I have seen time and time again that one of the biggest things that help the person with ptsd. It is the love and understanding of some one. It needs to be a Lover. Because the person with ptsd needs love of someone to make them feel safe. The ones that don’t have that seams to be more destructive than those that do.
Now here is the rub. The person that helps, the person with ptsd. May not be the person that the ptsd survivor spends the rest of their life with. I will let that sink in. See we meet people for reasons. Some heal, some break, some repair, some destroy. But they all have a place. The person that fixes ( wrong word but) the ptsd survivor may not be the person that’s right for them long term.
From my side two women saved me. One gave me a bed and a place to wall up at. The other a beautiful woman that I still hold dear. The 2nd woman loved me so much she rearranged her world for me. And helped me heal. As I healed it was becoming apparent that we had started to grow apart. Now she held me as I cried. Screamed at the world. Fought my demons. She would make me lay in bed with her and not ghost the house when I could not sleep. She would take the Dragon strikes and love me after. She took the brunt and stood strong. Till she could do no more and was time for me to face the world I had ran from.

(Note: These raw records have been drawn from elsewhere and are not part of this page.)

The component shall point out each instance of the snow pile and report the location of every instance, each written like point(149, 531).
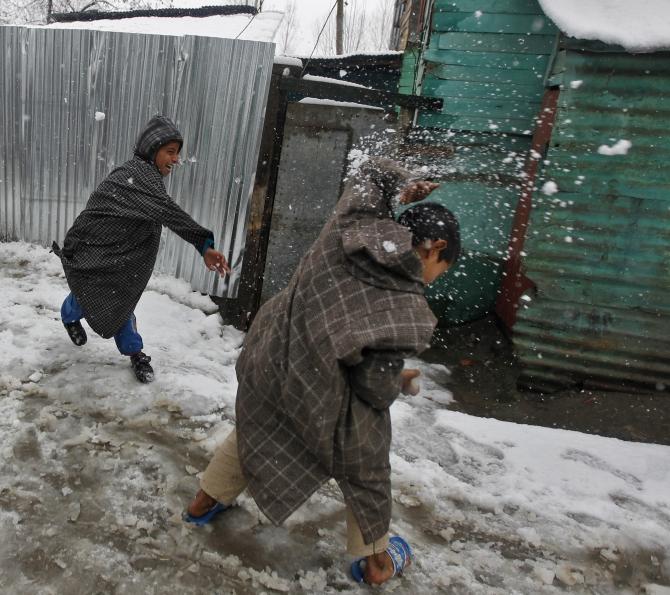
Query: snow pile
point(637, 25)
point(549, 188)
point(621, 147)
point(96, 469)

People that can not connect with that one person. They drift and spiral down to the abyss that there is little chance to come back from. Yes sometimes beauty can save the beast. The beast can be a woman that needs the hansom man to save her. To love her for all her scars and warts. A man that can find the love of a Woman. That will stand in Dragons fire and look more polished than before. Again they may not be the forever loves. They my have a year, or 5. But they will have something that only people that have seen combat can understand. For they have seen combat. the War of a soul. Of a person. Of a human being. We have scars some are seen, some are invisible. At this time most of my hero’s are all women. Because they have a style and grace to just smile and look stunning after. I’m the Dirty, unshaven, heathen. But I’m seeing the day light. So in a sense the women are Valkyries leading the warrior home.
To a druid that gave me a Bed and a cave. To the Vampire that withstood the fire and anger. To the gothic model that told me that because I’m broken does not me I’m useless. The army Harlequin, the Mom Model. They all have lead me a little further. Many more have touched me I just named a few.
The difference between the two people with PTSD. One allowed the right person in. The other let NO one in. There is a scene from a movie called UNCOMMON VALOR
Col. Cal Rhodes: You know, for years, I couldn’t sleep after Korea. My nightmares all had to do with the Chosin Reservoir. The ground there was so frozen, we couldn’t bury our dead. We had to pile ’em on trucks and lash them up against the tanks. For years I’d wake up with those dead, frozen faces staring at me.
Wilkes: Did it ever go away?
Col. Cal Rhodes: No… I finally made friends with them, though.
You need someone to love you that will give you the feeling of safety that will allow the healing to begin. With out that they fight the war and never have a chance to breathe.
Talk to some one, let some one in. Your not week to open up. Your stronger for knowing you cant do it all. In the Corp It’s not the single man its the team. You cant win this fight alone. Its ok to let someone fight for you so you can breathe.